Fast 20 Jahre ist es her als der schleswig-holsteinische Ministerpräsident Uwe Barschel 1987 Tod in einer Badewanne des Genfer Hotels "Beau Rivage" aufgefunden wurde – angeblich starb er an einer Medikamentenüberdosis, doch richtig nachweisen und schlüssig war die ganze Sache nie. Jetzt meint man neue Indizien für die Mordthese gefunden zu haben, denn Barschel soll seinerzeit tief in Waffengeschäfte verstrickt gewesen sein.

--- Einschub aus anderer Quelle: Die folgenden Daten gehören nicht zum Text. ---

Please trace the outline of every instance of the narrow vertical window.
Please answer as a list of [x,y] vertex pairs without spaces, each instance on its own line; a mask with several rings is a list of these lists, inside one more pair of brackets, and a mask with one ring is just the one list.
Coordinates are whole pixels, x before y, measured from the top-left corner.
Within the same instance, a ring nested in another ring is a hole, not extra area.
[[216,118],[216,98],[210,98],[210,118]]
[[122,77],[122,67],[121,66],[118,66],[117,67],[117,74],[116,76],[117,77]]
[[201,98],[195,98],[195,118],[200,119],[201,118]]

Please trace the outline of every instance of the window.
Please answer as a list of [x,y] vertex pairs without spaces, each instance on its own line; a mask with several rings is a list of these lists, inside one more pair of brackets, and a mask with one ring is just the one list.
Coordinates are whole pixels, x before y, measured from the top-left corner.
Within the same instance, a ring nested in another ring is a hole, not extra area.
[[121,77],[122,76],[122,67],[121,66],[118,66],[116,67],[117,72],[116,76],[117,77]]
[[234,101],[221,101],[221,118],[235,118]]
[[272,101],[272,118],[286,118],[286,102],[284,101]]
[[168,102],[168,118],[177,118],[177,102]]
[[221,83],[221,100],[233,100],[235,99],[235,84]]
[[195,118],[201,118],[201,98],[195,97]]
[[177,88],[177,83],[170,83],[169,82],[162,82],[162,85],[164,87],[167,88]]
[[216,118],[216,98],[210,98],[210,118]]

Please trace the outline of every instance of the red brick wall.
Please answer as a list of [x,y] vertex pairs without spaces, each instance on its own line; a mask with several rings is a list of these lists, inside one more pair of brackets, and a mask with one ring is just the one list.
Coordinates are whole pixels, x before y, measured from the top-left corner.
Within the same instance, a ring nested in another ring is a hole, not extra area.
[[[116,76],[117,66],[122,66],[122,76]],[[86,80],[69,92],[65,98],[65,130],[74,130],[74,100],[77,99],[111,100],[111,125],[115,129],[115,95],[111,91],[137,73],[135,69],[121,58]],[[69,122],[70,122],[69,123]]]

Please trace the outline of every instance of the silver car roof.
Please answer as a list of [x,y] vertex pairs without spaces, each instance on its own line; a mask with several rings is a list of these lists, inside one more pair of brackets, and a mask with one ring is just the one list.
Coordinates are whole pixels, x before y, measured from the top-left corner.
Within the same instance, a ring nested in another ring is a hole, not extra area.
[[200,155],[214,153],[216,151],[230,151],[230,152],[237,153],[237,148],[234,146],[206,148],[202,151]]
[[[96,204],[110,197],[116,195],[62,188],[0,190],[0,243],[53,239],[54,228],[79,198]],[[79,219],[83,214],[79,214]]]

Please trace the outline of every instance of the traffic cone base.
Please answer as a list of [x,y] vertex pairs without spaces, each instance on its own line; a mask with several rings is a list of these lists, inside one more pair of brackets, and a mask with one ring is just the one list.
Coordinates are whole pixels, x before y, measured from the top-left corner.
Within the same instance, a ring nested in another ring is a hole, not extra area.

So sei Barschel laut Meinung der „Stern“ Autoren Rudolf Lambrecht und Leo Müller, die sich schon lange mit dem Fall auseinandersetzen, für einige Hintermänner der „Waffenbranche“ zu einem Sicherheitsrisiko geworden. Barschel soll selbst tief in Waffengeschäfte verstrickt gewesen sein, indem er z. B. den Bau und die Auslieferung in das damals noch von Apartheid geprägte Südafrika von U Booten der Kieler Werft HDW befürwortete, angeblich um diese vor einem drohenden Konkurs zu retten – jedoch wurden diese U Boote nie gebaut, da der Deal nicht beschlossen werden konnte.
Nun werden sich einige fragen: Naja, dass ist ja noch kein Grund für einen Mord, Deals platzen eben auch mal - jedoch soll Barschel im Vorfeld umfangreiche Schmiergelder von deutscher und südafrikanischer Seite erhalten haben, die auf Konten der CDU flossen. Diese nutzte er später in seinen Wahlkämpfen und soll sich im Gegenzug persönlich dafür verbürgt haben, dass das Geschäft sicher über die Bühne geht.
Tja, was war ist und was Legende wird bei diesem Fall meiner Meinung nach nie völlig geklärt werden, da es immer irgendwelche ominösen Hintermänner gibt und man korrupte und von Lobbyisten gesteuerte Politiker seit der „Bimbes“ Affäre um die CDU Schwarzgeldkonten ja schon fast gewohnt ist.